On the other hand, if analysis detects a recoverable claim accurately, our experience of two decades in the industry tells us that the extent of the recovery possible is approximately 30% of the actual amount.
Clearly, the payment integrity function in healthcare is ripe for the application of AI such as Machine Learning, Deep Learning, Big Data Analytics, etc. Such predictive models will minimize revenue losses due to fraud and also improve provider experience, keeping NPS higher.
Smart and self-learning platform for payment integrity
Fortunately, there is a vast volume of data coming in from providers, members, labs, facilities, etc., which when coupled with readily available compute power for AI systems, is able to automatically and effectively recognize the patterns in these data sets, analyze outliers, and identify fraudulent claims. As the platform is fed with larger data sets, machine learning can be leveraged to improve existing analytical rules, flag risk factors, and assign risk scores to entities involved in making these predictive models even more efficient. Over a period of time, this system is autonomous, capable of self-learning and becoming smarter, delivering quantum improvements in the output.
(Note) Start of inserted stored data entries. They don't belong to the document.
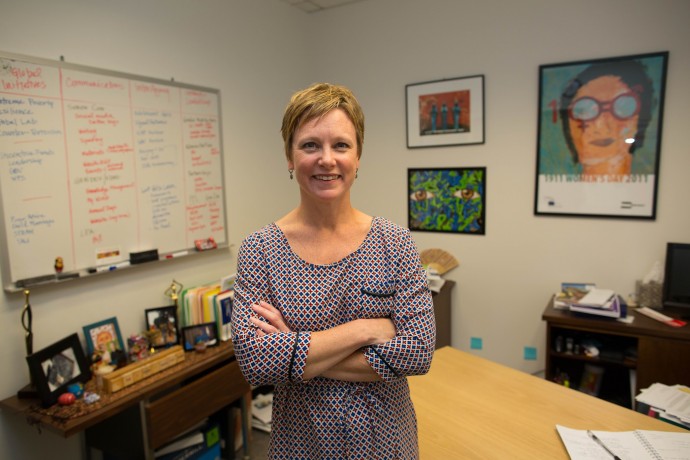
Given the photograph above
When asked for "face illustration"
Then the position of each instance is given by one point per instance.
(603, 120)
(324, 156)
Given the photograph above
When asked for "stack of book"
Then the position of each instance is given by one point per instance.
(600, 302)
(209, 303)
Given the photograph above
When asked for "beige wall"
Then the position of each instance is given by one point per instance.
(258, 52)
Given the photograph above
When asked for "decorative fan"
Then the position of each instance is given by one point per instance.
(438, 259)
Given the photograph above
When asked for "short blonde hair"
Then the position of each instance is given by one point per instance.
(316, 101)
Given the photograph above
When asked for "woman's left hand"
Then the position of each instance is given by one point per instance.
(275, 323)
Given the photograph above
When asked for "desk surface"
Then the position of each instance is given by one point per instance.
(469, 407)
(194, 364)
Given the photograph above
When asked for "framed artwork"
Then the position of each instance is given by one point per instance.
(103, 337)
(599, 137)
(448, 200)
(56, 367)
(161, 325)
(200, 336)
(445, 112)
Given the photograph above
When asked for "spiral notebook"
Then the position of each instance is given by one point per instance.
(637, 444)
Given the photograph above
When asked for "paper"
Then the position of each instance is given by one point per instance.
(627, 445)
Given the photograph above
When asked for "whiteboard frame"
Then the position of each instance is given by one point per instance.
(5, 263)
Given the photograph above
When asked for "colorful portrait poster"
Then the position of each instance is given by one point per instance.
(451, 200)
(599, 136)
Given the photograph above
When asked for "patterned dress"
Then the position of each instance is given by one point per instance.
(324, 418)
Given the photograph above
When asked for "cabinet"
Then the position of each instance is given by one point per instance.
(442, 314)
(631, 356)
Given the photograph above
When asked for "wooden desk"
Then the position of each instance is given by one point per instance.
(154, 411)
(468, 407)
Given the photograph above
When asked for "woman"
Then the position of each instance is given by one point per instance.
(331, 304)
(605, 112)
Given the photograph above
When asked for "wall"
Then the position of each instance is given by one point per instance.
(257, 53)
(505, 278)
(245, 49)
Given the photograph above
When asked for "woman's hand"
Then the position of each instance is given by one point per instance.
(275, 323)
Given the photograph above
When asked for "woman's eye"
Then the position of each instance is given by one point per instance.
(421, 195)
(309, 146)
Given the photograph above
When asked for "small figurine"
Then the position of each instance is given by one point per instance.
(66, 399)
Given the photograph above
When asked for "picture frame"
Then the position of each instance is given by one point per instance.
(104, 337)
(161, 325)
(54, 368)
(447, 200)
(445, 112)
(200, 336)
(599, 136)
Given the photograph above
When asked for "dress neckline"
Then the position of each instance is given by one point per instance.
(346, 258)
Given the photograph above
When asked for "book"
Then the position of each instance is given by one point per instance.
(614, 308)
(671, 402)
(571, 293)
(596, 297)
(223, 305)
(636, 444)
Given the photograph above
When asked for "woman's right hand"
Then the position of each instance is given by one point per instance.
(378, 330)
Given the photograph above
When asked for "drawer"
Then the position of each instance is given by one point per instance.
(176, 412)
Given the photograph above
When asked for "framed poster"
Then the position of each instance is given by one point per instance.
(56, 367)
(445, 112)
(448, 200)
(161, 325)
(599, 138)
(103, 337)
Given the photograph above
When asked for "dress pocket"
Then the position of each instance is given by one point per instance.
(378, 299)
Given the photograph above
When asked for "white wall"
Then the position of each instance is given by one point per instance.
(244, 48)
(505, 278)
(258, 52)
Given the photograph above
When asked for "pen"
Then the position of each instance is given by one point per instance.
(601, 443)
(109, 268)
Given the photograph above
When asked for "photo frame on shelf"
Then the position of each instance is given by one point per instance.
(445, 112)
(447, 200)
(599, 136)
(57, 366)
(161, 326)
(200, 336)
(103, 337)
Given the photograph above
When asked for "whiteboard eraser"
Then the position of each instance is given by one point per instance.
(143, 256)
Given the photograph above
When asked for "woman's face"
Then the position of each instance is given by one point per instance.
(324, 155)
(603, 120)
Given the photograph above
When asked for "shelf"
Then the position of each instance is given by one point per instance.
(632, 356)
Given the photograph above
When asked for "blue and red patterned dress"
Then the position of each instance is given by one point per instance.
(323, 418)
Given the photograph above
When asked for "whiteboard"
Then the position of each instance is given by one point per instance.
(96, 165)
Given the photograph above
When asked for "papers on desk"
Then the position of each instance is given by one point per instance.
(671, 402)
(638, 444)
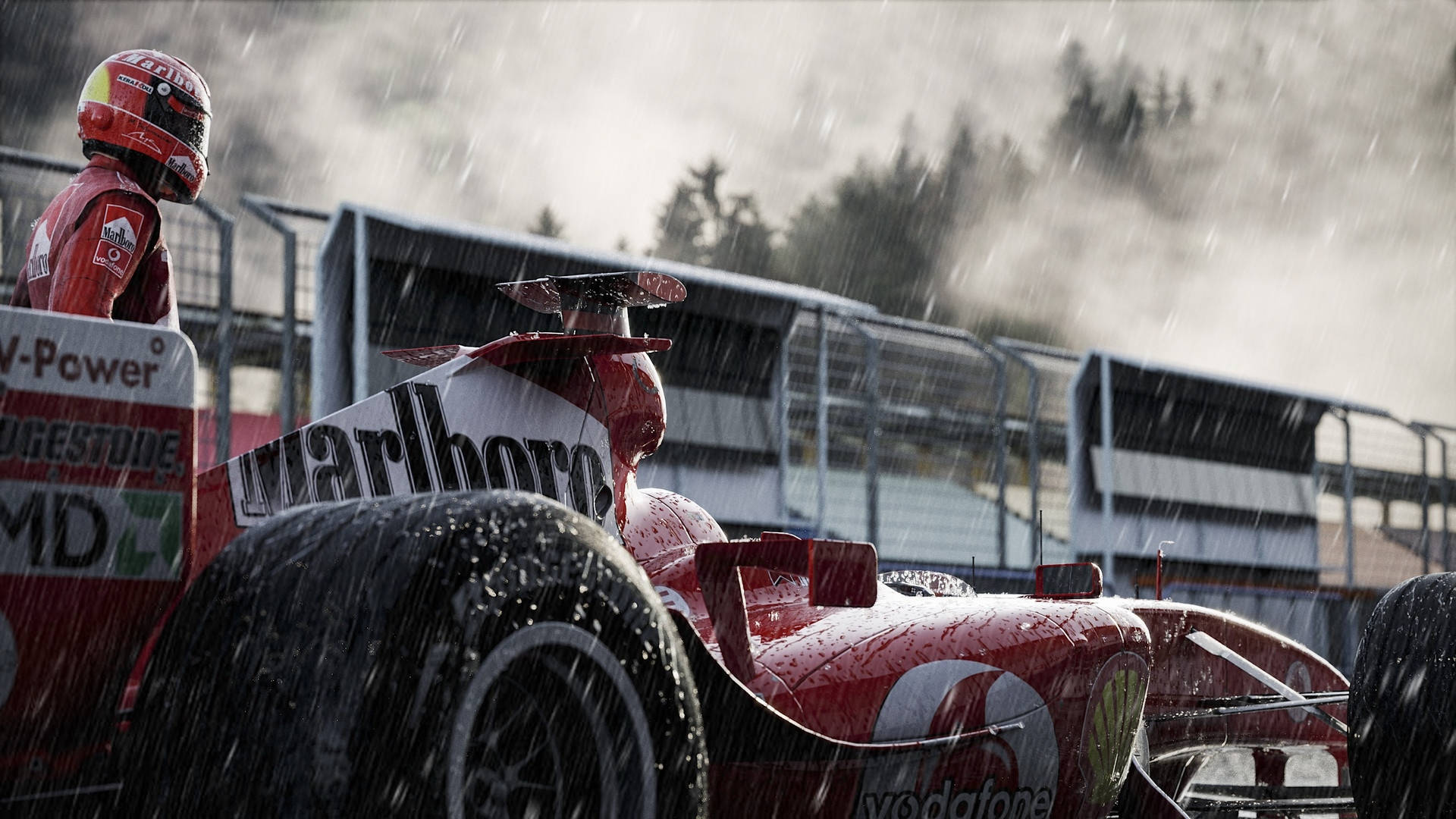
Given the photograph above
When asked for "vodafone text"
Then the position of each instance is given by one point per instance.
(951, 803)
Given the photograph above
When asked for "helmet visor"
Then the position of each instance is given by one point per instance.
(180, 114)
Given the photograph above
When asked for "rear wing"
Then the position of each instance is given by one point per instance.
(98, 439)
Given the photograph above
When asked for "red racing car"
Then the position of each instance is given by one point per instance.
(453, 599)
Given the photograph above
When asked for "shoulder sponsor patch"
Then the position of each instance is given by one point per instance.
(41, 253)
(118, 240)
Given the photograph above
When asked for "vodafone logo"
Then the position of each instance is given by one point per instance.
(118, 240)
(184, 167)
(930, 700)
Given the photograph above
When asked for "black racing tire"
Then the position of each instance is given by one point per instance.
(1402, 710)
(450, 654)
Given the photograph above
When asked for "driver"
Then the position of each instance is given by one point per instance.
(98, 249)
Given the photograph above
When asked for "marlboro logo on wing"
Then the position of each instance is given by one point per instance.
(118, 240)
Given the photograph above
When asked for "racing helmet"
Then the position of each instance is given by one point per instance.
(152, 111)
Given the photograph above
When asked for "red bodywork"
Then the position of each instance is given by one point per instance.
(889, 706)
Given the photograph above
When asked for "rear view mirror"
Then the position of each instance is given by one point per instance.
(842, 573)
(1066, 580)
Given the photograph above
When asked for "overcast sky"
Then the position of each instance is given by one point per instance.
(1302, 234)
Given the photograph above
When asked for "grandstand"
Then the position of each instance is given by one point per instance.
(794, 409)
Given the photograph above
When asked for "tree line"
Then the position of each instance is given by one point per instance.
(887, 232)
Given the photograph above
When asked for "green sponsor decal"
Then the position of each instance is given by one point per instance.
(166, 510)
(1116, 720)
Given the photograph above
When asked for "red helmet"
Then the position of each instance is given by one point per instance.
(153, 112)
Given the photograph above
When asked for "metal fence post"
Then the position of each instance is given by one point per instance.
(1446, 494)
(821, 425)
(871, 430)
(1033, 438)
(360, 354)
(223, 407)
(1348, 479)
(268, 212)
(783, 426)
(1106, 480)
(1426, 497)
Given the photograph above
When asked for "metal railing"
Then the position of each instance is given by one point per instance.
(283, 218)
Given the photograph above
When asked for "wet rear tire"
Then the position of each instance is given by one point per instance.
(469, 654)
(1402, 713)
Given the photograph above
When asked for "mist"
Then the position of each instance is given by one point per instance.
(1298, 231)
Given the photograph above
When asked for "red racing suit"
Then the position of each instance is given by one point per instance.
(98, 251)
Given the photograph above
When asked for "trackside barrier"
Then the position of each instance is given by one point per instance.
(893, 398)
(201, 253)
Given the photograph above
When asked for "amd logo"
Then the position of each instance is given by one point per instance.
(419, 452)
At a minimum, once a claim is processed through such a self-learning platform, the AI platform should be able to detect member eligibility and benefits problems, contractual gaps, or pricing errors, etc., providing a targeted list of claims or providers that the Special Investigation Units (SIUs) can take up for further investigation. An AI system can also offer additional insight to analyze top providers at risk for errant billing, their relationship with a set of members and interaction with them. Such a system can also provide geospatial analysis of providers and their members. Such analysis is helpful in identifying members that are located far from providers and have high occurrences of visits for routine services. A dashboard offers a 360° view of a provider such as services offered, top areas served, performance over time around claim volume, amount paid, amount denied, anomalies detected in the past. Access to such insights serves as a powerful tool for the SIU during investigations.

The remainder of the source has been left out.